Stop iPhone Thieves from Exploiting Control Center in iOS 7

We’ve already seen a few security exploits pop up in iOS 7, some of which are fairly trivial and others can be pretty serious. However, another security concern has been discovered that’s been right in front of our eyes the whole time. Someone who steals your iPhone can easily prevent you from remote wiping it by putting the device in airplane mode, even while the iPhone is locked with a passcode.

The trick is dead simple. iOS 7 allows you to access Control Center from the lock screen. From here, you can disable airplane mode without even attempting to enter in the passcode to unlock the device. This means that if someone were to steal your iPhone, they could immediately turn on Airplane Mode whether or not the phone has a passcode lock on it, which will completely take the phone off the grid and prevent the owner from locating the stolen device or remote wiping it. The scenario is played out in the beginning of a new video from security research firm SRLabs:

However, there’s a simple fix that you can use to prevent something like this from happening to you if your iPhone ever gets stolen. Simply open up the Settings app and tap on Control Center. You’ll see two options that you can toggle on and off: Access on Lock Screen and Access Within Apps. Make sure that Access on Lock Screen is disabled. This means that crooks won’t be able to access Airplane Mode while the phone is locked.
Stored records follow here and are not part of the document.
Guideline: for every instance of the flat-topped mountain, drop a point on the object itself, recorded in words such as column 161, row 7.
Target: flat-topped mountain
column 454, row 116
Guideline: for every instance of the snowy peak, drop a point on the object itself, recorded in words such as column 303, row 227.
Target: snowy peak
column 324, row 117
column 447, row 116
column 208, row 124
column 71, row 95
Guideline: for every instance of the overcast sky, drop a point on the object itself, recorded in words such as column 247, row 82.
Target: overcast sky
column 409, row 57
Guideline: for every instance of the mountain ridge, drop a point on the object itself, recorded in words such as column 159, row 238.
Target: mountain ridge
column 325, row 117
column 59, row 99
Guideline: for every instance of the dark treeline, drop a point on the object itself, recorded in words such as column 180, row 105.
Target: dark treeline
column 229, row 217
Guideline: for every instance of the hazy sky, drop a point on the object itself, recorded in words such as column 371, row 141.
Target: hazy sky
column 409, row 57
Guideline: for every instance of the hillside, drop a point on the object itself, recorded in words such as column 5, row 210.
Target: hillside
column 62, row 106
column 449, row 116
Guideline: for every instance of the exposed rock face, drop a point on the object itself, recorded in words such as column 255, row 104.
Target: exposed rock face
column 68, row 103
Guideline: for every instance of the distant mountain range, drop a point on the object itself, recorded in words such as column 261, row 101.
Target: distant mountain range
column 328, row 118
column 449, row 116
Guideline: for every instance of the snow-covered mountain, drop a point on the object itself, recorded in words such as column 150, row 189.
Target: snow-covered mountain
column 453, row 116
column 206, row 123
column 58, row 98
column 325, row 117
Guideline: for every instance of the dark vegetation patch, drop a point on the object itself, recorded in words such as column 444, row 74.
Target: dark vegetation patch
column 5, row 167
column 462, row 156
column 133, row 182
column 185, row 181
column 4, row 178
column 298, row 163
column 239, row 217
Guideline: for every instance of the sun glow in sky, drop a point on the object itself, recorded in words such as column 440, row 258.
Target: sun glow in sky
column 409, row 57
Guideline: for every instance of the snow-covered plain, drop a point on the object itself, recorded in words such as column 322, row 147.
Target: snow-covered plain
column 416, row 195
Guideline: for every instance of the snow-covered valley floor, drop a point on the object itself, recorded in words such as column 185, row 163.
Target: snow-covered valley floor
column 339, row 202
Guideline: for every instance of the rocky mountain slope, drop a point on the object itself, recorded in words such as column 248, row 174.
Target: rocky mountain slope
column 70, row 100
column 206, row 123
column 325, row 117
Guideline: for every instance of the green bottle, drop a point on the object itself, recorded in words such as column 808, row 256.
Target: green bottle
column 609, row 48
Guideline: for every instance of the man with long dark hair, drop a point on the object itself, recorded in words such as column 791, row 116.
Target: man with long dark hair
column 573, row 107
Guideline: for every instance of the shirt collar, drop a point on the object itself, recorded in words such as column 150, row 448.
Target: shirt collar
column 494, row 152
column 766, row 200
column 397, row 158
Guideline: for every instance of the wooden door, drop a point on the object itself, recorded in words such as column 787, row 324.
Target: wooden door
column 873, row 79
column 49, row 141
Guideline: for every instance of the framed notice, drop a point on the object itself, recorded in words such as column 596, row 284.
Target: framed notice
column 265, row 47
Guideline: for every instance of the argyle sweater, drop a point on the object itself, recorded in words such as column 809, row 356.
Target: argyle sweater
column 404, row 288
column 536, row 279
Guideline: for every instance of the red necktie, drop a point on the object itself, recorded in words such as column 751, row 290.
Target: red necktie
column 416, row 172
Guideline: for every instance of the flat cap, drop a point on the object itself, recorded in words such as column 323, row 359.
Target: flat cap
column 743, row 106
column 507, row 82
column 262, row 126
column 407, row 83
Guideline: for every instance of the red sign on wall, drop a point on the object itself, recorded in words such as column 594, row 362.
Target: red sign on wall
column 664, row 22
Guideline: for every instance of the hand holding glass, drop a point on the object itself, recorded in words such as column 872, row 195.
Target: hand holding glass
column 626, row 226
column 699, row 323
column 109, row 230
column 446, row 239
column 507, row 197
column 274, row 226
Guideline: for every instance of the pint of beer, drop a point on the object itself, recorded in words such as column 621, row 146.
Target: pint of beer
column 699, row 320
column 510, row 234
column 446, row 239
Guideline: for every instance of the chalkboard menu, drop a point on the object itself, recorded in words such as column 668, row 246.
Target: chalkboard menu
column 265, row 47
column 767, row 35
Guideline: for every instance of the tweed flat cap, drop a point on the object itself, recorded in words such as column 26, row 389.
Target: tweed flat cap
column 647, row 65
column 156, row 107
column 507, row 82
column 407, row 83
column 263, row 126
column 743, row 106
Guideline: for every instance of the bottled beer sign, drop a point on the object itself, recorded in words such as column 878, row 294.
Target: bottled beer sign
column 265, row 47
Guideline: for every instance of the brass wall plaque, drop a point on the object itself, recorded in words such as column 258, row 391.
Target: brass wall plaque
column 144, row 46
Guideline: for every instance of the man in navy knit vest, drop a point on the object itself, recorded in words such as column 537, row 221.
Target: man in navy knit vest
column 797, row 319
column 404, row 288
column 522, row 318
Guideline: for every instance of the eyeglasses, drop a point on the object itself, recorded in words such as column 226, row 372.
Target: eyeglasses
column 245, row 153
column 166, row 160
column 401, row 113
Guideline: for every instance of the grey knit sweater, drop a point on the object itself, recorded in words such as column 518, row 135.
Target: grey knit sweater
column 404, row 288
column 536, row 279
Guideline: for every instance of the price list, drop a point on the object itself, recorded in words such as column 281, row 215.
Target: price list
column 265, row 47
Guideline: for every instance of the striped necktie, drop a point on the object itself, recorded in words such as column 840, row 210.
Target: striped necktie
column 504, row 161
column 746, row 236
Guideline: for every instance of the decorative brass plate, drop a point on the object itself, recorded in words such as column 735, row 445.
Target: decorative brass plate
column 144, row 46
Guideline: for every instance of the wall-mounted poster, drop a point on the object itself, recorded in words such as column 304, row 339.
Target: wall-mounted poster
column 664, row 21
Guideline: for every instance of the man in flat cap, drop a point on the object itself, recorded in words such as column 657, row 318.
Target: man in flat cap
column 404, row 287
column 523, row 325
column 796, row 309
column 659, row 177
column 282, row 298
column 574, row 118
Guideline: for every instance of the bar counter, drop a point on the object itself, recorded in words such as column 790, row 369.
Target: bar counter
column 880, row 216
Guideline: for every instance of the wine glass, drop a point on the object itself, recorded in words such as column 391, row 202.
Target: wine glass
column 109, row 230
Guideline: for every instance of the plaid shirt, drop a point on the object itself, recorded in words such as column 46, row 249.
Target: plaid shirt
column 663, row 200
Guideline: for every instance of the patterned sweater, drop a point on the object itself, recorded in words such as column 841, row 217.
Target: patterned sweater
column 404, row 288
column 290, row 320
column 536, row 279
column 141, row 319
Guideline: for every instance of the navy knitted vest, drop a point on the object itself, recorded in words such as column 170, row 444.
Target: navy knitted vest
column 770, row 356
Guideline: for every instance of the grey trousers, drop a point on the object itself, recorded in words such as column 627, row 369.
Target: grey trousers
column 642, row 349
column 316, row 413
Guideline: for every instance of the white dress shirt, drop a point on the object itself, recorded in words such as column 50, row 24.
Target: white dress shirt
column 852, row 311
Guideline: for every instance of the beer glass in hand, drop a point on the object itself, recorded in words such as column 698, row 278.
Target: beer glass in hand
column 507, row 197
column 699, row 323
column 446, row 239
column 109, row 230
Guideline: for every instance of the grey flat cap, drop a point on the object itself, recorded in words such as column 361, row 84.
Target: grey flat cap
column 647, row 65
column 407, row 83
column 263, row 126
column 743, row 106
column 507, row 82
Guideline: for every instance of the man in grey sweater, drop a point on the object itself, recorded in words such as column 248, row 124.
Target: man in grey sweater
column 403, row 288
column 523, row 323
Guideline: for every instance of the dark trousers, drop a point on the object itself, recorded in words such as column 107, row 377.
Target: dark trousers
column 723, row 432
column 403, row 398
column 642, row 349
2013-10-04 13.05.16This trick obviously isn’t foolproof, and it doesn’t guarantee that you’ll be able to successfully locate your stolen phone and remote wipe it, but it could at least buy you some time to log onto on another phone or computer to locate your phone and remote wipe it before the thief eventually gets to a computer with iTunes and wipes it himself, clearing any trace of the phone.

However, there’s another setting that you can enable that will completely erase and wipe the phone after ten failed attempts at entering in a passcode on the lock screen. To enable it, open up the Settings app and navigate to General > Passcode & Fingerprint and scroll to the bottom where it says Erase Data. Enable this feature to have your iPhone automatically wipe itself after 10 failed passcode attempts.

Of course, this won’t magically bring your stolen iPhone back to you, but it’ll at least be another security measure that you can take to make sure that the thief doesn’t get a hold of your personal information that’s stored on your iPhone.